If you're looking for an intellectual comedy or even something with some actual substance to it, this is not the movie to go to. It is the type of movie you go to, to turn off your brain and just take in some escapist entertainment. It does the job decently, better than most of the other light comedies out there. But what really surprises is how relatively few stupid moments come throughout the movie. A lesser-quality movie would have gone for the easy jokes about dorky white people vs. smooth black people. A lesser flick would have had some of the characters be less perceptive and observant than they actually ended up turning out to be. Poorer-quality fare would have turned this movie into something approaching blaxploitation, where all parties involved ended up humiliated by the experience.

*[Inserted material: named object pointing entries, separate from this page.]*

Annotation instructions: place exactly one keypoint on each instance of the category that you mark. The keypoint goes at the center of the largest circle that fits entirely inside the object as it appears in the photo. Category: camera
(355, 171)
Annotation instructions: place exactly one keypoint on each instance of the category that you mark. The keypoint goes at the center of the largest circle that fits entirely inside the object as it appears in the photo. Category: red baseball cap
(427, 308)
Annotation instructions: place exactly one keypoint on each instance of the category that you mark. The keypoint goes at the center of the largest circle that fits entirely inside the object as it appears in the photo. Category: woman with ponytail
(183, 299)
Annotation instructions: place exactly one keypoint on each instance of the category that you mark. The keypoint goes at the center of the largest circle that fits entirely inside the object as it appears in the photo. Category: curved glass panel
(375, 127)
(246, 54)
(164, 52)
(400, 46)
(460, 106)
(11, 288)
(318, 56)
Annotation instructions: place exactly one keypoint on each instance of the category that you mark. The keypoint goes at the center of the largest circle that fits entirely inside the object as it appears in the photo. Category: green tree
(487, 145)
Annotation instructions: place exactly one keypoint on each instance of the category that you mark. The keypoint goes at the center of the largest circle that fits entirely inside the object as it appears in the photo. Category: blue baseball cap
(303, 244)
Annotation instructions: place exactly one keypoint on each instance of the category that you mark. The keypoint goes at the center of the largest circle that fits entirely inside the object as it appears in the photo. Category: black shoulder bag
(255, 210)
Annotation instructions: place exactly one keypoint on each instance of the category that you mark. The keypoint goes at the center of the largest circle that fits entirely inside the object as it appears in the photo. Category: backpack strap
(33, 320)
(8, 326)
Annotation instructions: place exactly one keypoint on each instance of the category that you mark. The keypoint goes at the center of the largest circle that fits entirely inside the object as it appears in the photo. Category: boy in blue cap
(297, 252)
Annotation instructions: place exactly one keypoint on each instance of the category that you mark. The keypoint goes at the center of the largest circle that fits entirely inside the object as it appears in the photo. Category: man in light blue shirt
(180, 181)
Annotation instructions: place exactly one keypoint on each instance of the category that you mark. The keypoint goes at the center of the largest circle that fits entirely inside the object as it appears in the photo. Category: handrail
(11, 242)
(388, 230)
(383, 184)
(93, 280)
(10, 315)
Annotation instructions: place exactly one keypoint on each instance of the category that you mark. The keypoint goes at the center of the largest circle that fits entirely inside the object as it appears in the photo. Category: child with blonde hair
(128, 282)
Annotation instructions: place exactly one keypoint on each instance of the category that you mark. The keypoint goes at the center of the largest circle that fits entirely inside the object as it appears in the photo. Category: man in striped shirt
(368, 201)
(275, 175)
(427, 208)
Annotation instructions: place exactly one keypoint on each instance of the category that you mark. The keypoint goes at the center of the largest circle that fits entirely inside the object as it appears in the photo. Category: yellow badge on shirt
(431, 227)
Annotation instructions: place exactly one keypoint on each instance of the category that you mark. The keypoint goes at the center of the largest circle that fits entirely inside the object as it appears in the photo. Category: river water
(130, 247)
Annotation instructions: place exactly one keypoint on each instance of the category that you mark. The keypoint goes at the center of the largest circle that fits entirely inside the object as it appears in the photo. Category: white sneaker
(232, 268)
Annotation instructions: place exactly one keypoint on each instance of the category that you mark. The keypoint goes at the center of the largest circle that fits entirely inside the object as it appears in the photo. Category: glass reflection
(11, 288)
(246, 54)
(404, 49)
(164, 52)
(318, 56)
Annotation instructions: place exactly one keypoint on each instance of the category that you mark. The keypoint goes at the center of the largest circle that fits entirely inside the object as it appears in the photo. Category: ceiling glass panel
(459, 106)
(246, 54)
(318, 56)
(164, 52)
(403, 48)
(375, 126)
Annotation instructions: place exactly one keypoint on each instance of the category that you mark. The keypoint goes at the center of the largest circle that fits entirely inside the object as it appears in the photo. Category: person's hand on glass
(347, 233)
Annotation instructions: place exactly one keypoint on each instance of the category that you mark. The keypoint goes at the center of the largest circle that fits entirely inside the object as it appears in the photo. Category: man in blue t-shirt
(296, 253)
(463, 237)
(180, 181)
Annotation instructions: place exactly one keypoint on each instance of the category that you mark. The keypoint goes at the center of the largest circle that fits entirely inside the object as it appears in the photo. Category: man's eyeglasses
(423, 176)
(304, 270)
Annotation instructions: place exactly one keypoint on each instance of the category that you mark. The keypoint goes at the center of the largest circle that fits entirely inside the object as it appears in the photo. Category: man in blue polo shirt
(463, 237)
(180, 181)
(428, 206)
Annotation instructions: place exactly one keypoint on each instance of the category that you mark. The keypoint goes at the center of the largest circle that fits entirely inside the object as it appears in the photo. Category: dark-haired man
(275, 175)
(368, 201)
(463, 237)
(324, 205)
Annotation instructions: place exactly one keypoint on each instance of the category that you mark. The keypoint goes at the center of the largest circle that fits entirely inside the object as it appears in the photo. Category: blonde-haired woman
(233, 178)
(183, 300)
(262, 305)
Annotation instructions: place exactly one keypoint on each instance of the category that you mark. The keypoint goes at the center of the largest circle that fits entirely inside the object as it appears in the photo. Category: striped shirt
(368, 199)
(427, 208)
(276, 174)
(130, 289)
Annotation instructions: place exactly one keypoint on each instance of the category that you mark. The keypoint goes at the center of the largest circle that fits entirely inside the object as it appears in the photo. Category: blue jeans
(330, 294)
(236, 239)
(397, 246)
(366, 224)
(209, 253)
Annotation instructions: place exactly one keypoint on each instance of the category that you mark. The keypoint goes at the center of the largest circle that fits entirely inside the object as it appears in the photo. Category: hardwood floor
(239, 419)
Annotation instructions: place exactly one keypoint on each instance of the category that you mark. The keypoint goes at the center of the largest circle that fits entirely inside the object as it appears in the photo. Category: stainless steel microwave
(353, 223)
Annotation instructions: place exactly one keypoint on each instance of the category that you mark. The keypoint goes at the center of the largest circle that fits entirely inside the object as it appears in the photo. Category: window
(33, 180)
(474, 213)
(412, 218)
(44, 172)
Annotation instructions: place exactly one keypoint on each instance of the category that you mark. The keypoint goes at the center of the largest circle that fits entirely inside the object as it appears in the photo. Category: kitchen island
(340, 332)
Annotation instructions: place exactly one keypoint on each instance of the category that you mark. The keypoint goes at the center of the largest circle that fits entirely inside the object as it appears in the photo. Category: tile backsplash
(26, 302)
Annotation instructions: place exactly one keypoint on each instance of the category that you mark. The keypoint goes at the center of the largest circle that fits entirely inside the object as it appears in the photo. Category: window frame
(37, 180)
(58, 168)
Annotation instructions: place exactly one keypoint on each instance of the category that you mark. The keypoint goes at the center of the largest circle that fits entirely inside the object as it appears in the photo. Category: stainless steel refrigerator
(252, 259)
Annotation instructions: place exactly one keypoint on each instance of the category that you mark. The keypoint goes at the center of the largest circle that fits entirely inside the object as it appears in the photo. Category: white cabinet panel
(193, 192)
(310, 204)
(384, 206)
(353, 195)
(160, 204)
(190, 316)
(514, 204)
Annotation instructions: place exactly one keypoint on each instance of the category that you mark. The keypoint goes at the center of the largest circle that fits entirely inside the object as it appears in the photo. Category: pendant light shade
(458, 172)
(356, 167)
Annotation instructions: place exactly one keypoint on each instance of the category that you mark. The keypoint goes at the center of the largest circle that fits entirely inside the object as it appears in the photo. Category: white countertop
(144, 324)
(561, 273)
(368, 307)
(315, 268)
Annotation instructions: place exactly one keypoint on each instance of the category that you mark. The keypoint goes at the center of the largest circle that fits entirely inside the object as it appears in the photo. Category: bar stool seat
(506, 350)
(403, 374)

This didn't do any of the aforementioned. Certain characters who could have been written as dumber were actually written as credibly perceptive. Certain scenarios that could have been played out as ridiculous ended up being plausible. There was less of a black/white good vs. evil conundrum going on in this movie, and the suspense involved actually seemed worth it instead of just being suspense for suspense's sake. I don't think there was one moment in the whole film where I was rolling my eyes going, "OH COME ON," the way I was throughout the last film I was obliged to go see, this year's remake of Last Holiday.
Had the premise been more original, had the comedy been more sharply written, more intelligent, I would have been inclined to give this comedy ten stars. It really is one of the better commercial movies to be released in Hollywood over the last five years. It even manages to be better than its predecessor. However, the comedy was actually quite dull, pedestrian, uninvolved, and unintellectual, which means it earns six stars out of ten. Just barely passable, but a heck of a lot better than its contemporaries.